The year 2020 marked the Peabody Club’s 100th anniversary, and while the year of celebrations did not turn out the way it was originally planned, the Club was able to work with the City of Peabody and its Parks and Recreation department to invest in several improvements in the city’s network of recreational trails. Among the augmentations in the works committed to over the course of the year is a multi-use water fountain on the Crowley Spur. A water line has recently been installed by the city about 150 yards from the trail’s connection with the Danvers Rail Trail, and the club has committed to the fountain, benches, and beautification to welcome rail trail users to Peabody.
Aside from the 0.7-mile Crowley Spur that connects Lowell Street to the Danvers trail, Peabody has the 4.4-mile Independence Greenway that goes from the North Shore Mall to the Ipswich River in Middleton, and the South Peabody Bike Path that abuts Spring Pond. The Rotary Club of Peabody has committed to investing in barrels, bicycle maintenance stations, benches, and kiosks that promise to educate trail users about the area, its natural resources, and its historical significance. 

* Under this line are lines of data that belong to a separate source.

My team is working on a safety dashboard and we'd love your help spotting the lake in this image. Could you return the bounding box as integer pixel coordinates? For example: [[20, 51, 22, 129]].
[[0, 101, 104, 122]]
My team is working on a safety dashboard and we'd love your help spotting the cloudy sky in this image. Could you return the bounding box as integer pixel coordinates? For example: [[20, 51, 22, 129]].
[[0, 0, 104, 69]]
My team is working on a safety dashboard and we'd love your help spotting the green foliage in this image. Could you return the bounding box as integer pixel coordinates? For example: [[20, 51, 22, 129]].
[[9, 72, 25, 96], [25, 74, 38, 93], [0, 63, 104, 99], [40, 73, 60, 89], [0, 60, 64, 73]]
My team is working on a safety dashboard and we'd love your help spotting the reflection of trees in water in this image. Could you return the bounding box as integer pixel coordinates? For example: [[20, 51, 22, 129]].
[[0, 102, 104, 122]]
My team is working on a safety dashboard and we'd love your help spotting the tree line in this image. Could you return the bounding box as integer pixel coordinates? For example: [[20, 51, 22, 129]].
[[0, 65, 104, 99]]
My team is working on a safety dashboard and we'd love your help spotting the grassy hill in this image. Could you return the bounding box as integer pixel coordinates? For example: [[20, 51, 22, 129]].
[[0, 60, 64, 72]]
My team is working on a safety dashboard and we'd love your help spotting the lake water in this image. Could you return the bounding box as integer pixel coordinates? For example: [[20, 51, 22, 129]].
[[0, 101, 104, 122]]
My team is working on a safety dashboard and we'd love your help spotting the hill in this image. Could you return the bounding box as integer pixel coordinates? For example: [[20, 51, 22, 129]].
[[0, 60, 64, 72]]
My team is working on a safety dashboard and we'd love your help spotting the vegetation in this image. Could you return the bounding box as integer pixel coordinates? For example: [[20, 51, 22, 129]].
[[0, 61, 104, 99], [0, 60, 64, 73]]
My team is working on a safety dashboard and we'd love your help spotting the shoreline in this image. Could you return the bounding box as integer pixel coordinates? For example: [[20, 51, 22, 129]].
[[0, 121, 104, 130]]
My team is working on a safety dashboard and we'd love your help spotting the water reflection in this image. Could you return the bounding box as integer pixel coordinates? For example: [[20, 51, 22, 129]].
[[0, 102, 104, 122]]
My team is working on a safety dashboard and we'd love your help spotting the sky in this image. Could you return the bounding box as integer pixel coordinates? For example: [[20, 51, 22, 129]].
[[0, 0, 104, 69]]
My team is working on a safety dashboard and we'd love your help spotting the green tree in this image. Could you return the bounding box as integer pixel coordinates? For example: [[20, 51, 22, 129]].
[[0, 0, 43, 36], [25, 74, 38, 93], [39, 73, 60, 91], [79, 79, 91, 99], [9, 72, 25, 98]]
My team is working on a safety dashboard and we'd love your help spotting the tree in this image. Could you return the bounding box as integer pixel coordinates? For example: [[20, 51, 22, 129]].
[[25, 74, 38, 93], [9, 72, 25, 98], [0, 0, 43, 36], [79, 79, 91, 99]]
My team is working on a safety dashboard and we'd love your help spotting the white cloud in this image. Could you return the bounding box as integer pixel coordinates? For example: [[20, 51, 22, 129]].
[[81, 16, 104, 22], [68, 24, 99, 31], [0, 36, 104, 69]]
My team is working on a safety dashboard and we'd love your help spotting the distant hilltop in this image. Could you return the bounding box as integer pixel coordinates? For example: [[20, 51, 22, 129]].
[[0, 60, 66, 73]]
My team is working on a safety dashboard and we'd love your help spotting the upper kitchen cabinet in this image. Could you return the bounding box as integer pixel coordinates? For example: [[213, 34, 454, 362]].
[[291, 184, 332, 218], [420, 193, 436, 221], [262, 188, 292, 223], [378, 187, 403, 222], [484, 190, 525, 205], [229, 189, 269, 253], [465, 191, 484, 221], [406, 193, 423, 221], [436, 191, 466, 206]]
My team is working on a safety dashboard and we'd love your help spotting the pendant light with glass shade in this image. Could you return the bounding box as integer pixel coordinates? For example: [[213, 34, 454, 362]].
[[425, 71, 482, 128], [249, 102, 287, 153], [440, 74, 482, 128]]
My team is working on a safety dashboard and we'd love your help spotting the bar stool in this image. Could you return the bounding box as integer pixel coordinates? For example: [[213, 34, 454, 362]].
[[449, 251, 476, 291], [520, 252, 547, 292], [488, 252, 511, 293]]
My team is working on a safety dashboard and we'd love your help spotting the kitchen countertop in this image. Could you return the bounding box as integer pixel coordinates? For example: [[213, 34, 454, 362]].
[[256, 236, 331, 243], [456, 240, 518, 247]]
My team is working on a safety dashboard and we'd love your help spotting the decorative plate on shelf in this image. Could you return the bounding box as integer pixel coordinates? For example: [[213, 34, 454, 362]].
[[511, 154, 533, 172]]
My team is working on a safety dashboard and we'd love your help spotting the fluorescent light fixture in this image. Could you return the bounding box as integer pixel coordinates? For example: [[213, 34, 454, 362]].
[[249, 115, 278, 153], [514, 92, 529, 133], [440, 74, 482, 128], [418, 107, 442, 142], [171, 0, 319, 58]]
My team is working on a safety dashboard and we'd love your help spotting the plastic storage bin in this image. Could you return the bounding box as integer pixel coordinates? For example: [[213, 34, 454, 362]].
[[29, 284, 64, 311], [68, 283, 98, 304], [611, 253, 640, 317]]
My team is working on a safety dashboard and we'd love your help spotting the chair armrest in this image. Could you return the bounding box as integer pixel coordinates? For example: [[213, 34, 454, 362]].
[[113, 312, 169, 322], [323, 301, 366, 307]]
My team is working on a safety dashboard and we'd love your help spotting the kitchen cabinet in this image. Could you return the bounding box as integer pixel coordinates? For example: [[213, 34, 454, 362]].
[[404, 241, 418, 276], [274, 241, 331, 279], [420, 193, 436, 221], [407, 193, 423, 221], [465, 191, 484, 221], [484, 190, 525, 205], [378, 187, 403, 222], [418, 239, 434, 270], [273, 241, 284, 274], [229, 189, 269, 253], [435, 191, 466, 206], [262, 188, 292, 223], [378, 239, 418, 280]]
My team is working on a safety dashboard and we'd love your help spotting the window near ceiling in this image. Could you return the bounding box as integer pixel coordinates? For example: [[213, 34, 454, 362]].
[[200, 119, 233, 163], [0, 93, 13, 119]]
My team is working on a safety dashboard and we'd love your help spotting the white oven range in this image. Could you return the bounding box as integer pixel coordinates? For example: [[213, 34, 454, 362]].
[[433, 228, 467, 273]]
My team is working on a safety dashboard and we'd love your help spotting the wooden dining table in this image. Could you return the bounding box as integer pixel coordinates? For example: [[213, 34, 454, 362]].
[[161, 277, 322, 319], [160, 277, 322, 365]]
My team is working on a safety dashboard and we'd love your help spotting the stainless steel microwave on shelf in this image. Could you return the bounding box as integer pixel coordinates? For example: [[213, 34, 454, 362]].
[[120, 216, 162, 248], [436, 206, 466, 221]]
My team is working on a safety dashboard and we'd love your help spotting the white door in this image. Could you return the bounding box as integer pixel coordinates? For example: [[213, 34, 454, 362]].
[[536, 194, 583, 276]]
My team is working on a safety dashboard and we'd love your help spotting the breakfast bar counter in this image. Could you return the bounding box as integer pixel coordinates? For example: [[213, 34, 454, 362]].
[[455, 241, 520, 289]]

The East Coast Greenway, which aspires to complete an off-road connection from Maine to Florida and attracts visitors from throughout the country, includes the Crowley Spur and a mile and a half of the Independence Greenway. 
“I’m proud to be part of a club that values enhancing the community’s ability to get outside and be active,” said Rotary Club treasurer and 2-time Olympic Trials Marathon qualifier Dan Vassallo. “The trails in Peabody are among the city’s greatest assets, and I’m thrilled that our club is committed to making the trails even more attractive to our residents and visitors.”

The Club still plans to commemorate its centennial project, but it will have to wait until its 101st year, amid warmer weather, thawed ground, and better public health conditions.